Before you begin, assign each player to one of the 84 areas of Britain. If you have more than 84 players, work in groups. If you have less, each player is responsible for more than one area or, more easily, you could only use part of Britain. The instructions here are written assuming that you have exactly 84 players but it is not difficult to adapt them. Northern Ireland is excluded here because it has no clear neighbour in the rest of the UK.

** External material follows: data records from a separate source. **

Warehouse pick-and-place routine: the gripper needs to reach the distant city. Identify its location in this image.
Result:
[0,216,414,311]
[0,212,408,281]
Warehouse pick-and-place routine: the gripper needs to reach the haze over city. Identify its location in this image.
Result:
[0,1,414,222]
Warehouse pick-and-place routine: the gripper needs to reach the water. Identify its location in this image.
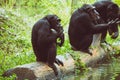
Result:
[63,59,120,80]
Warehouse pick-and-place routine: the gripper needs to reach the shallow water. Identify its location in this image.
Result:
[62,59,120,80]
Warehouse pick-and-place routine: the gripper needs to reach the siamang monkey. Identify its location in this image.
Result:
[32,15,64,75]
[93,1,119,43]
[68,4,114,55]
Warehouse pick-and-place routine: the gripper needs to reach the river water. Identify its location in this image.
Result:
[62,58,120,80]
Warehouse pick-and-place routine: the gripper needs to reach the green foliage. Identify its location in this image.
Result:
[0,0,120,80]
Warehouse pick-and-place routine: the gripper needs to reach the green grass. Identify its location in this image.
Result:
[0,0,120,80]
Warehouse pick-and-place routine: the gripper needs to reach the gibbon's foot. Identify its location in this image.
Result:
[55,58,64,66]
[48,64,58,76]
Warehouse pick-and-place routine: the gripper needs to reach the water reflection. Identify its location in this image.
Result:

  1. Each player needs to construct the hypothetical atypical individual living in their area using the information contained in Figures 4.1-4.10. If that place were a person, who would that person be? Note: this person is not typical of the area and may not even exist. Instead, they are typical about what is atypical of their area, what identities are more clustered there than in other places. For example, here is the atypical occupant of London Central:
    • 4.1. Female
    • 4.2. Aged 25-29
    • 4.3. Black African
    • 4.4. Muslim
    • 4.5. Single
    • 4.6. Living alone
    • 4.7. Many neighbours left the area since last year
    • 4.8. Born outside the European Union
    • 4.9. Has a university degree or equivalent
    • 4.10. Professional occupation
  2. Once the players have identified their identities they need to move around the room or lecture theatre so that their 84 bodies are arranged as the map of Britain has been arranged in the Figures 4.1-4.10. They should have several neighbours. Identify each neighbour corresponding to the area immediately around you. Again you have formed a map of Britain.
  3. Next compare your identities to those of your neighbours. On how many of the ten do you differ? For instance, to the East of the person who is London Central is London East and they differ on seven identities marked* below:
    • 4.1. Female
    • 4.2. Aged 0-4*
    • 4.3. Indian*
    • 4.4. Muslim (parents)
    • 4.5. Married (parents)*
    • 4.6. Married with kid(s) (that's you)*
    • 4.7. People tend not to move home in the area*
    • 4.8. Born outside the EU
    • 4.9. Parents have no qualifications*
    • 4.10. Intermediate occupation*
  4. Now move slightly away from the neighbour(s) you share least in common with and slightly towards those who are most similar to you. Someone looking down on the room from above should see a geographical map of social and cultural divides and similarities opening up before their eyes.
  5. To find where the greatest local divides in the country are someone needs to call out numbers: 'Is there any pair of people in the room who differ on all ten identities? On nine? How many on eight?', and so on. Where are these divides and is a pattern beginning to form to connect them? Are any two neighbouring areas identical in their identities? Are any pairs of non-neighbour areas identical in their identities?
  6. Finally, start with the greatest local divides identified above and attempt to connect them using the next greatest adjacent divides to eventually divide the room and yourselves into two roughly equally sized groups. Your dividing line should ideally be continuous. It may become quite convoluted and complex as you attempt to link enclaves and exclude pockets that do not fit their original side of the line. It is advisable, and mildly amusing, to use a ball of wool to construct this line, starting with the pair of individuals who have least in common holding the wool in the middle and sending both ends out either way from between them to attempt to eventually join those two ends together again, having split the country in two.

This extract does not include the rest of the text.